Social media users can debate whether Facebook(FB) or Twitter is a better place to post a picture of their kid or a snarky comment.
Agence France-Presse/Getty ImagesNow, investors are having a similar conversation: Which platform offers them a better value for their money?
Based on IPO price versus pre-IPO price, Twitter Inc. is taking a more-conservative approach to pricing than Facebook Inc. did. But by some measures, Twitter is being pitched to investors at a price that may make it appear more expensive than Facebook stock is right now.
The microblogging company has proposed an initial public offering price below where some investors already own the stock, and below where the company earlier this year pegged its own value.
Twitter's initial pricing range, $17 to $20 a share, sits just below where Twitter said it was valued in early September: $20.62 a share, based on private market transactions, the company said in its IPO filing.
It also sits below the levels at which some mutual funds marked their pre-IPO Twitter investments as of Sept. 30, at as much as $24.37 per share, according to public documents.
In contrast, the upper end of Facebook Inc.'s initial IPO price range in May 2012 was well above its pre-IPO peg of its valuation.
Facebook set its initial IPO price range from $28 to $35 per share. The company had valued itself at $30.73 a share in January 2012. Facebook eventually priced its IPO at $38.

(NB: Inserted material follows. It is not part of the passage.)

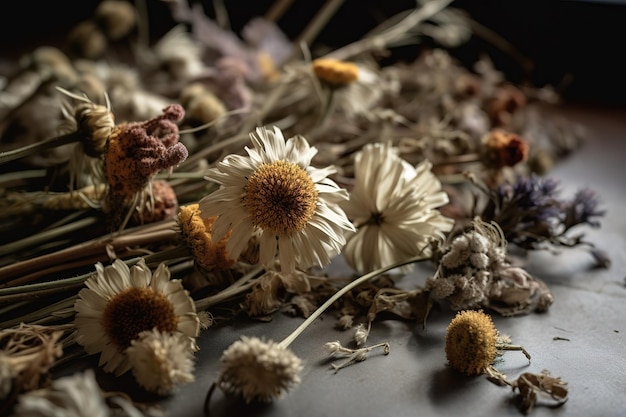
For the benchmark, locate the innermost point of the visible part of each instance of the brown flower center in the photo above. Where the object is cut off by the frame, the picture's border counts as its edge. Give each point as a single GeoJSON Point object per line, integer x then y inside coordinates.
{"type": "Point", "coordinates": [280, 197]}
{"type": "Point", "coordinates": [134, 310]}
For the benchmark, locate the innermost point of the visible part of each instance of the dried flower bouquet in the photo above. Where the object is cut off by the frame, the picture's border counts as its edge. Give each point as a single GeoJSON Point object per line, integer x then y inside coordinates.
{"type": "Point", "coordinates": [217, 176]}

Using another measure for Twitter’s size, enterprise value, it is being pitched to investors at a valuation cheaper than where Facebook trades. Enterprise value represents a stock market capitalization minus a company's cash, plus its outstanding debt.
Measuring enterprise value against last-twelve-month sales puts Twitter at a discount of about 17% to Facebook, according to Rett Wallace, chief executive of Triton Research, a private-company research firm in New York.
But different assumptions about how to assess value can change the view of what's cheaper, observers said.
Brian Hamilton, chairman of Sageworks Inc., a private company data provider, looked at a measure of stock-market value to last year’s sales, which uses the company's market capitalization without adjusting for cash. Cash can help many young tech companies appear to be cheaper, because they tend to have lots of cash relative to their market cap.
By that measure, Twitter appears to be going public at a 38% premium valuation to where Facebook stands now, he said.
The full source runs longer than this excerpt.